HLA-G has been shown to interact with CD8A. When in its soluble form, HLA-G interacts with Ig-like transcript 2 (ILT2), a leukocyte receptor. When it’s membrane bound, it interacts with Ig-like transcript 4 (ILT4). Soluble HLA-G can bind to KIR2DL4, which is often found on the surface of natural killer cells. The identity of the peptide presented by HLA-G is unrelated to the binding of HLA with KIR2DL4, ILT2, or ILT4. Because HLA-G interacts with receptors using a variety of its domains, multiple antibodies are necessary to inhibit all of its functions.

Both ILT2 and ILT4 cause negative intracellular signaling. In monocytes, binding to either ILT2 or ILT4 receptors cause the inhibition of monocyte/macrophage mediated toxicity. In dendritic cells, binding to both receptors can prevent dendritic cells from maturing and prevent the activation of T cells. Additionally, HLA-G may interact with ILT4 receptors on the surface of neutrophils to inhibit phagocytosis.

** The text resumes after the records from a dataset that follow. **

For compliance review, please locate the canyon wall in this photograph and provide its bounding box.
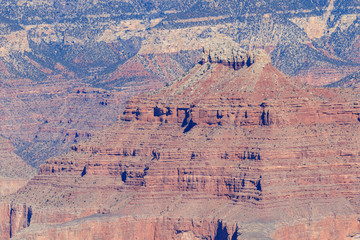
[1,50,360,239]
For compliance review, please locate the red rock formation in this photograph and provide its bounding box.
[0,49,360,239]
[0,137,36,197]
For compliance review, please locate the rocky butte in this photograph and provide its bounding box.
[0,43,360,240]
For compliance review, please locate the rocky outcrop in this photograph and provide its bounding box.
[0,137,36,197]
[2,49,360,239]
[14,215,241,240]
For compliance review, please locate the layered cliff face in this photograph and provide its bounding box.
[1,49,360,239]
[0,137,36,197]
[0,0,360,167]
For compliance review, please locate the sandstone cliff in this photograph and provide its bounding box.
[0,49,360,239]
[0,137,36,197]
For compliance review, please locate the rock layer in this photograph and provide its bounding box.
[1,52,360,239]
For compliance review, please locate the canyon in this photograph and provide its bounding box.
[0,46,360,240]
[0,0,360,168]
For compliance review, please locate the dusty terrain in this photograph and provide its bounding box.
[0,0,360,167]
[0,47,360,239]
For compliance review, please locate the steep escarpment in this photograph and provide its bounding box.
[1,46,360,239]
[0,137,36,197]
[0,0,360,167]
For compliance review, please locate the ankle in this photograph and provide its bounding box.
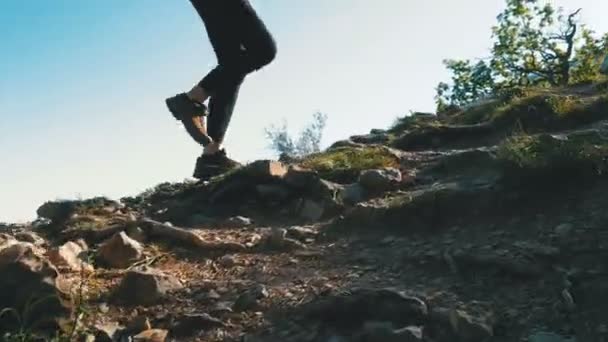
[186,85,209,103]
[203,142,222,155]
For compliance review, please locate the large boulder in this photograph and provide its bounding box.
[0,242,70,330]
[48,241,93,272]
[98,232,143,268]
[359,168,402,193]
[113,267,182,306]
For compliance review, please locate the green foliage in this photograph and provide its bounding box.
[497,132,608,175]
[436,0,608,111]
[571,29,608,84]
[389,113,439,134]
[436,60,495,110]
[300,147,399,183]
[265,112,327,158]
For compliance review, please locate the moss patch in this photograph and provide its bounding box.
[300,147,399,183]
[388,114,442,135]
[446,84,608,133]
[497,132,608,178]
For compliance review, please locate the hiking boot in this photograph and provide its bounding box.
[194,149,241,180]
[165,93,213,146]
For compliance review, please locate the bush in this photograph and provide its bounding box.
[300,147,400,183]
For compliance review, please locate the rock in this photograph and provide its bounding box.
[92,322,123,342]
[356,322,422,342]
[171,313,225,337]
[255,184,290,201]
[222,216,253,228]
[284,165,320,189]
[528,332,576,342]
[113,267,182,306]
[0,233,19,251]
[300,200,325,222]
[302,288,429,328]
[286,226,318,241]
[48,241,94,273]
[98,232,143,268]
[187,214,217,227]
[36,201,76,223]
[126,226,148,243]
[555,223,574,237]
[15,231,46,246]
[359,168,402,193]
[125,316,152,335]
[350,132,390,145]
[0,242,70,329]
[327,139,365,151]
[449,310,494,342]
[266,228,306,250]
[133,329,169,342]
[241,160,287,180]
[395,327,424,342]
[233,285,269,312]
[219,255,236,267]
[369,128,388,134]
[339,183,365,205]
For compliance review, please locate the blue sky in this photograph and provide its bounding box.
[0,0,608,222]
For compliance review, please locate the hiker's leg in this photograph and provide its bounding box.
[200,0,276,148]
[206,79,243,146]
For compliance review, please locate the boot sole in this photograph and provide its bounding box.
[165,98,182,121]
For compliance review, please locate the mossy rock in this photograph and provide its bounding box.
[445,83,608,132]
[299,146,400,184]
[497,130,608,181]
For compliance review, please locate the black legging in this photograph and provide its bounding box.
[190,0,277,143]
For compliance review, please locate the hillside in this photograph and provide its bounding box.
[0,84,608,342]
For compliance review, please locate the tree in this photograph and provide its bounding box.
[436,60,495,108]
[491,0,581,87]
[436,0,607,109]
[265,112,327,158]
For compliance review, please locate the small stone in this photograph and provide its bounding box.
[48,241,94,273]
[266,228,306,250]
[300,200,325,221]
[210,302,233,315]
[449,310,494,342]
[127,226,148,243]
[15,231,46,246]
[359,168,402,193]
[126,316,152,335]
[171,313,224,337]
[255,184,290,201]
[380,236,397,245]
[133,329,169,342]
[339,183,365,205]
[222,216,253,228]
[219,255,236,267]
[241,160,287,179]
[113,267,182,306]
[0,242,70,329]
[206,290,222,300]
[284,165,319,189]
[555,223,574,237]
[99,303,110,313]
[528,332,576,342]
[98,232,143,268]
[233,285,269,311]
[287,226,317,241]
[93,322,123,342]
[268,228,287,246]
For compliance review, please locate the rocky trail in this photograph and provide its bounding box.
[0,84,608,342]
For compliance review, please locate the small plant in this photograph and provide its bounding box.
[300,147,399,183]
[265,112,327,158]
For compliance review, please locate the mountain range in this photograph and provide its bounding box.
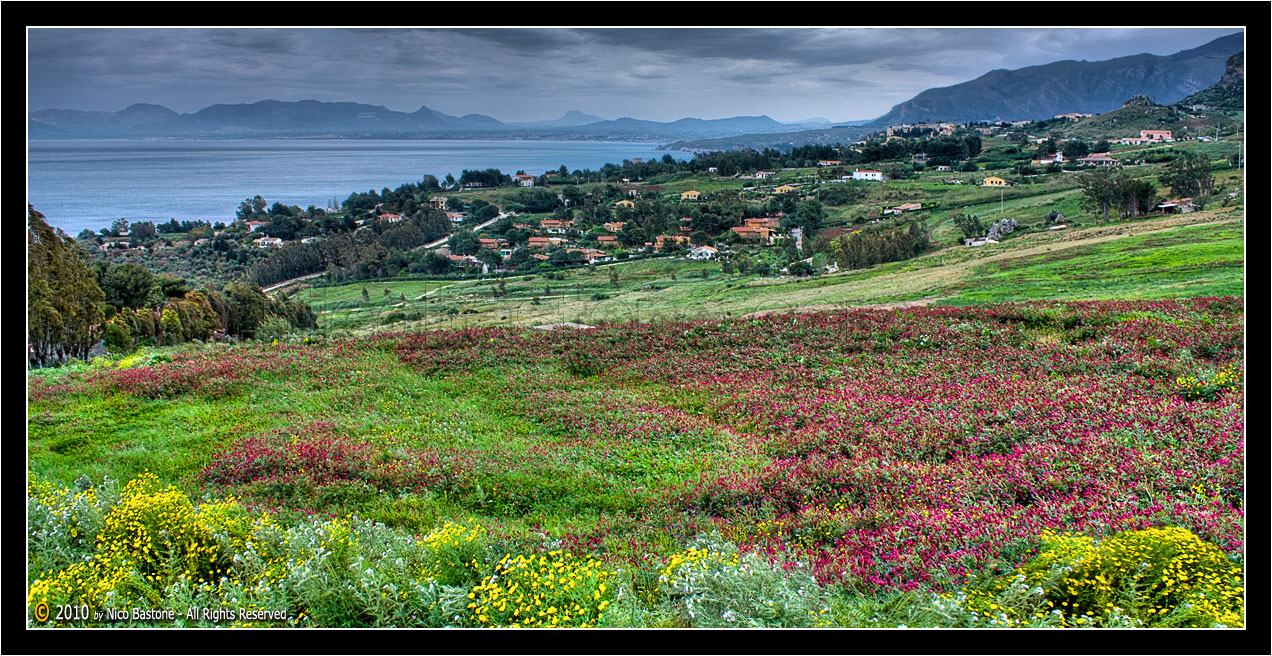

In natural killer cells, HLA-G binds with the ILT2 receptor to inhibit the secretion of IFN-γ, a cytokine that can activate macrophages and stimulate natural killer cells and neutrophils. HLA-G binds to ILT2 on B cells to cause the inhibition of B cell proliferation, differentiation, and the secretion of antibodies. It binds to ILT2 on T cells to downregulate T cell chemokine expression. The cytokine expression of T cells mimics that of TH2 cells. HLA-G causes apoptosis in CD8+ T cells. All together these effects serve to decrease the inflammatory response of the immune system.